Monday, November 10, 2014

Dreamers accept poorer health to protect family. Now, perhaps Democrats can understand why going to the polls was meaningless.

November 9, 2014

lian Saldana (click here) turned down Obamacare coverage once, and she might do it again.
With sign-ups set to resume Saturday, the 23-year-old Covina resident and her younger sister are hesitant to enroll because their parents are immigrants who are not citizens and therefore ineligible for benefits under the Affordable Care Act.
Saldana, an after-school tutor, admits she could put the insurance to good use for a checkup, but she worries about putting her parents at risk or creating a rift at home.
"We've always done things together as a family," she said.
The Saldana sisters are among roughly 600,000 Latinos in California who remain uninsured — despite qualifying for subsidized coverage under the federal health law.
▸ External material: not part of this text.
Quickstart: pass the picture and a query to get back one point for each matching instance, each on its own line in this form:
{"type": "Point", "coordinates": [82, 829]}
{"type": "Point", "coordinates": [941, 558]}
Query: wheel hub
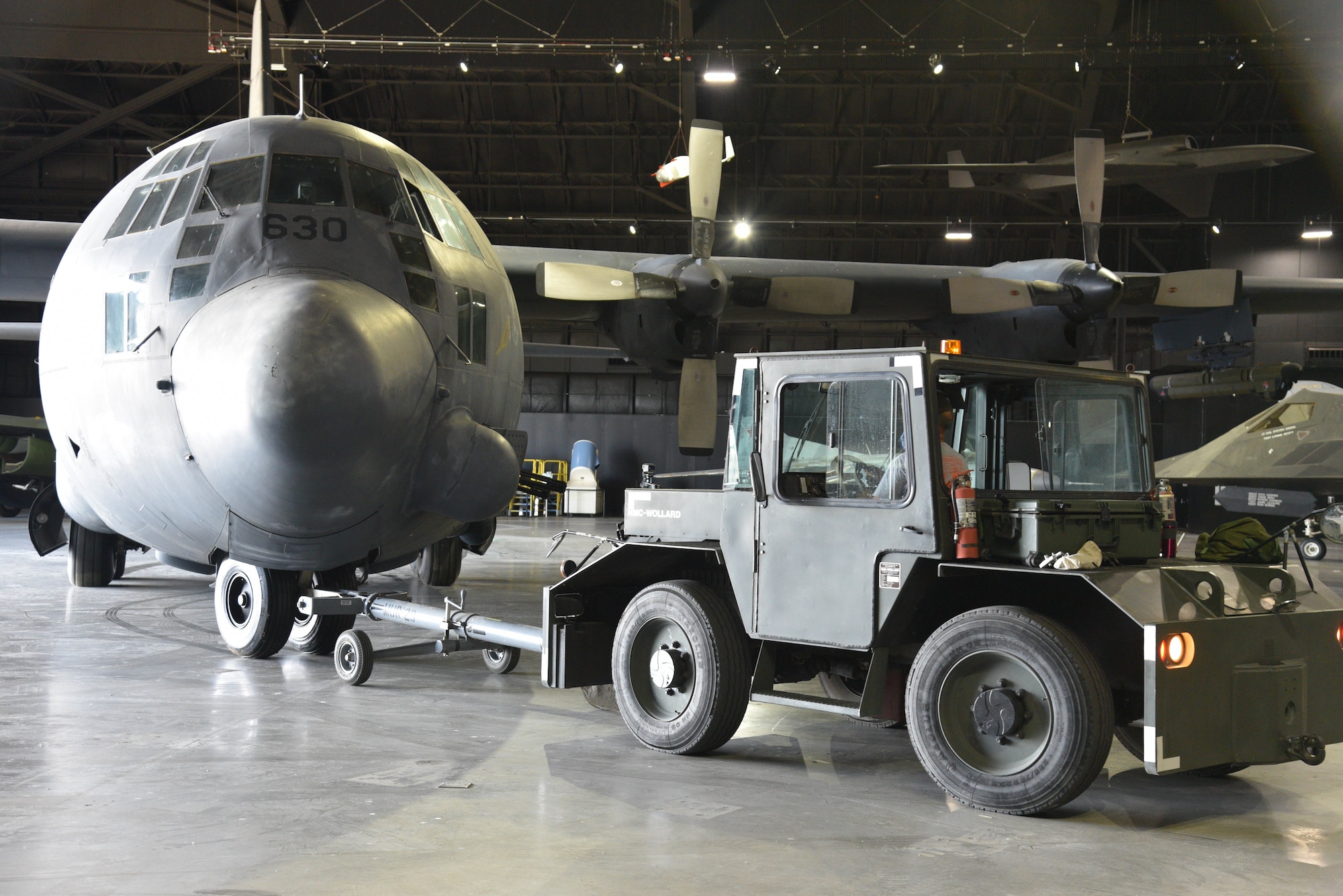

Latinos outnumber whites and Asians among the 1.3 million Californians who are eligible for federal aid and lack private health coverage....
The US has to stop breaking up families. This is actually a pubic health problem. 600,000 people are at risk for disease in a way other Americans are not. The last initiative for any public health policy is to leave people outside the health care infrastructure. 
One of the complaints of so many on the political right wing is the inclusion of undocumented workers enrolled on Medicaid. The US has always provided health care to every person within it's borders to insure public health. Now, generations are left outside the infrastructure? 
The deportations need to stop and families allowed to stay together. This is a health care emergency that needs to end before there is actually a health care emergency.